To study the role of oxidative stress in the initiation and development of diabetic neuropathy.

METHODS

The diabetic rats were induced with streptozotocin (STZ). The malondialdehyde (MDA) level, total superoxide dismutase (SOD) and Na(+) -K(+) -ATPase activity were measured in the sciatic nerves at various stages of diabetes. The correlation of the MDA level and Na(+) -K(+) -ATPase activity was analyzed in diabetic rats. The pathological changes of sciatic nerve at diabetic various stages were examined by light microscopy.

RESULTS

The MDA level increased significantly in diabetic sciatic nerves as compared to controls at all time intervals.
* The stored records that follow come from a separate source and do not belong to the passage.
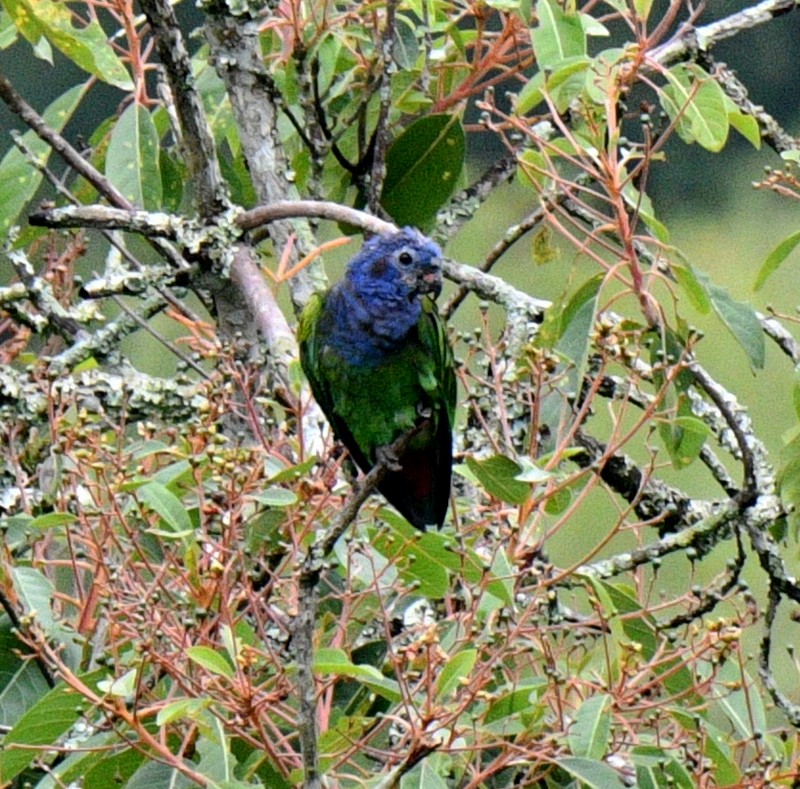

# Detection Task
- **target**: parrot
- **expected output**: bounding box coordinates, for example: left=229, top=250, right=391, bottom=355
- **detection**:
left=298, top=227, right=456, bottom=531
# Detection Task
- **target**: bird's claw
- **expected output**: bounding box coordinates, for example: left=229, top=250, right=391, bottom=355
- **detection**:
left=375, top=447, right=403, bottom=471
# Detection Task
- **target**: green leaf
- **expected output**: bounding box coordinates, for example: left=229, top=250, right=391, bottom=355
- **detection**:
left=622, top=181, right=669, bottom=244
left=0, top=85, right=86, bottom=236
left=156, top=697, right=211, bottom=726
left=186, top=647, right=236, bottom=679
left=381, top=115, right=466, bottom=227
left=0, top=671, right=105, bottom=786
left=136, top=482, right=194, bottom=537
left=314, top=649, right=402, bottom=702
left=706, top=281, right=767, bottom=370
left=556, top=756, right=625, bottom=789
left=372, top=508, right=483, bottom=599
left=636, top=0, right=653, bottom=22
left=514, top=71, right=547, bottom=115
left=631, top=745, right=697, bottom=789
left=660, top=64, right=729, bottom=151
left=664, top=709, right=742, bottom=786
left=253, top=487, right=298, bottom=507
left=531, top=0, right=586, bottom=69
left=568, top=693, right=611, bottom=760
left=106, top=103, right=163, bottom=210
left=97, top=668, right=139, bottom=699
left=546, top=55, right=592, bottom=112
left=392, top=14, right=420, bottom=69
left=466, top=455, right=531, bottom=504
left=2, top=0, right=133, bottom=90
left=725, top=104, right=761, bottom=150
left=11, top=567, right=55, bottom=634
left=483, top=678, right=547, bottom=725
left=436, top=649, right=478, bottom=702
left=28, top=512, right=78, bottom=531
left=753, top=230, right=800, bottom=290
left=660, top=412, right=711, bottom=469
left=0, top=615, right=50, bottom=726
left=537, top=274, right=603, bottom=350
left=670, top=262, right=711, bottom=315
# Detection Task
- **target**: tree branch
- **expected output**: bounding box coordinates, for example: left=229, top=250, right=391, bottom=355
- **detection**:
left=141, top=0, right=228, bottom=218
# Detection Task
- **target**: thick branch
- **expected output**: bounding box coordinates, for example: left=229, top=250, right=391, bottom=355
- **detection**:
left=650, top=0, right=796, bottom=64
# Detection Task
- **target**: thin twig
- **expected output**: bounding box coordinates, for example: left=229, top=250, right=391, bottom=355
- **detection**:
left=293, top=421, right=425, bottom=789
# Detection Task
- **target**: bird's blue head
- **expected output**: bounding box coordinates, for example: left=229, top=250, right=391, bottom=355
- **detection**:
left=321, top=227, right=442, bottom=364
left=346, top=227, right=442, bottom=306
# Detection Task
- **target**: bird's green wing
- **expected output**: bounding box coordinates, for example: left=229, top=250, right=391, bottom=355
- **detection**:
left=297, top=293, right=333, bottom=419
left=417, top=297, right=456, bottom=428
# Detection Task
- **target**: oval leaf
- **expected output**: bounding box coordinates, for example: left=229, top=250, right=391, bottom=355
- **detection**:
left=3, top=0, right=133, bottom=90
left=467, top=455, right=531, bottom=504
left=106, top=104, right=163, bottom=209
left=186, top=647, right=234, bottom=679
left=558, top=756, right=625, bottom=789
left=753, top=231, right=800, bottom=290
left=136, top=482, right=193, bottom=536
left=436, top=649, right=478, bottom=701
left=381, top=115, right=466, bottom=227
left=0, top=85, right=86, bottom=235
left=569, top=693, right=611, bottom=759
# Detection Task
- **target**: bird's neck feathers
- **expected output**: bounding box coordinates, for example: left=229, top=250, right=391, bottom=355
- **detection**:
left=326, top=279, right=422, bottom=365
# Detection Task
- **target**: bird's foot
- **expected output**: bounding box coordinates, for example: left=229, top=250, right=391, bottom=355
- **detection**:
left=375, top=447, right=403, bottom=471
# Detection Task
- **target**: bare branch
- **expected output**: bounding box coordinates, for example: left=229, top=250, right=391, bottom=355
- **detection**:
left=141, top=0, right=228, bottom=218
left=0, top=73, right=133, bottom=210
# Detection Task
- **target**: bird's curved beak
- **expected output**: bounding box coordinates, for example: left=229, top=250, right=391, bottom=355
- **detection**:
left=416, top=266, right=442, bottom=298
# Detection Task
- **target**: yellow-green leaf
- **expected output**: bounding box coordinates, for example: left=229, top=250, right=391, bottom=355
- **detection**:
left=2, top=0, right=133, bottom=90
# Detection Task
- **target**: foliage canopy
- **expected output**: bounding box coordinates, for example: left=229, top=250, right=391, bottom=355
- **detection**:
left=0, top=0, right=800, bottom=789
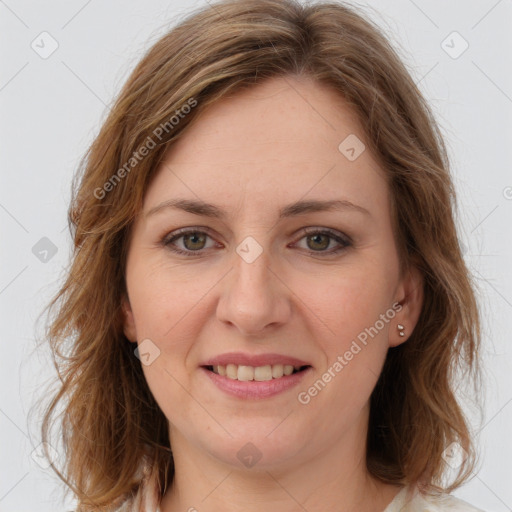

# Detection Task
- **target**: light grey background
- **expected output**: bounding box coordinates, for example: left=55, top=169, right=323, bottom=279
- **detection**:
left=0, top=0, right=512, bottom=512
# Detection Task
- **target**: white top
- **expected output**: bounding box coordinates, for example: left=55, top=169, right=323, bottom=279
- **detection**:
left=383, top=487, right=483, bottom=512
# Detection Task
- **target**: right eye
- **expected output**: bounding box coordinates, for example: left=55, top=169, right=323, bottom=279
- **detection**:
left=162, top=228, right=220, bottom=257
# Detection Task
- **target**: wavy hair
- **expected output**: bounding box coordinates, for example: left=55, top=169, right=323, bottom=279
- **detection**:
left=42, top=0, right=480, bottom=512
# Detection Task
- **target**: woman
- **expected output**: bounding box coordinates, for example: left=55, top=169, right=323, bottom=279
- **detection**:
left=43, top=0, right=479, bottom=512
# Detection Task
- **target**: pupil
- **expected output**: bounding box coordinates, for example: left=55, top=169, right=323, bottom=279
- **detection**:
left=184, top=233, right=205, bottom=250
left=308, top=234, right=329, bottom=249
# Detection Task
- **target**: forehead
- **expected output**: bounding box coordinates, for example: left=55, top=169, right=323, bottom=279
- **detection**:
left=144, top=77, right=388, bottom=218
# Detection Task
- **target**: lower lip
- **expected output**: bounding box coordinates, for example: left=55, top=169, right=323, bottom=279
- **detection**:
left=201, top=367, right=312, bottom=399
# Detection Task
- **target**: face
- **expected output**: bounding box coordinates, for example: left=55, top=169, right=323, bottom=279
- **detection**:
left=124, top=78, right=420, bottom=467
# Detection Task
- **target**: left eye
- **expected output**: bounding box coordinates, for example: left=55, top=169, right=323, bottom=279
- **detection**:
left=294, top=230, right=350, bottom=254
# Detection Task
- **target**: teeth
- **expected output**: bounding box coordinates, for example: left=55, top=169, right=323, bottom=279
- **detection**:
left=212, top=364, right=301, bottom=382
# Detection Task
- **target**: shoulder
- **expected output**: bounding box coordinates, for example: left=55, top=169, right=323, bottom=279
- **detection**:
left=384, top=487, right=484, bottom=512
left=413, top=494, right=484, bottom=512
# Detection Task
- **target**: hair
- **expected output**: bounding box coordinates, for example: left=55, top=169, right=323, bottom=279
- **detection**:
left=42, top=0, right=480, bottom=511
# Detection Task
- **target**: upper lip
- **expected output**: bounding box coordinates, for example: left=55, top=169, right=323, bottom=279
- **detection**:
left=201, top=352, right=310, bottom=368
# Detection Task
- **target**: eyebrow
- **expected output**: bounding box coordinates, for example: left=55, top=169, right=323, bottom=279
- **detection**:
left=145, top=199, right=371, bottom=220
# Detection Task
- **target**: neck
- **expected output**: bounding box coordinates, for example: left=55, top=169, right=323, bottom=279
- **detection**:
left=160, top=408, right=399, bottom=512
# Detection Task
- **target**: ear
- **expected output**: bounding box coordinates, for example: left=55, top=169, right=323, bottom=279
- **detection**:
left=121, top=297, right=137, bottom=343
left=389, top=266, right=424, bottom=347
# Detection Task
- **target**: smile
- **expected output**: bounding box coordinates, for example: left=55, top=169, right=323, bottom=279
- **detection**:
left=206, top=364, right=309, bottom=382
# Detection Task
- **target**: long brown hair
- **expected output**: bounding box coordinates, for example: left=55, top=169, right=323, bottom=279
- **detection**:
left=42, top=0, right=480, bottom=511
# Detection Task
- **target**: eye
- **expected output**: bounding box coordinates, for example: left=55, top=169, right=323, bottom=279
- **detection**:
left=292, top=228, right=352, bottom=254
left=162, top=228, right=215, bottom=256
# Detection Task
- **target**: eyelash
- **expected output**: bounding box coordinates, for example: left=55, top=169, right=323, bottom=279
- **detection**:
left=161, top=227, right=352, bottom=258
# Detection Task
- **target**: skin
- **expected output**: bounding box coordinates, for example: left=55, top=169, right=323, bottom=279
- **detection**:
left=124, top=77, right=422, bottom=512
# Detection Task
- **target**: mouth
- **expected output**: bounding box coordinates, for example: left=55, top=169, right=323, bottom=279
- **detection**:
left=203, top=363, right=311, bottom=382
left=200, top=352, right=313, bottom=400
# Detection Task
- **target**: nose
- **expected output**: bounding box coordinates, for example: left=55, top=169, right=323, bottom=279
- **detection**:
left=217, top=242, right=292, bottom=337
Total SOD activity increased significantly in diabetic sciatic nerves as compared to controls at one month of diabetes and progressively decreased at three/six months of diabetes. Na(+) -K(+) -ATPase activity progressively decreased at three/six months of diabetes. The correlation analysis indicated that the Na(+) -K(+) -ATPase activity was negative correlation with the MDA level in the diabetic rats. Histopathological study of the diabetic sciatic nerves showed that the pathological changes were observed at 3 months of diabetes, the changes were more serious as the diabetic duration was longer.

CONCLUSION

Oxidative stress is found to occur during the early stages of STZ-induced diabetes (no neuropathy) and this state is maintained after initiation of neuropathy. The decreased Na(+) -K(+) -ATPase activity is associated with oxidative stress in the diabetic rats. Therefore, oxidative stress plays an important role in the initiation and development of diabetic neuropathy.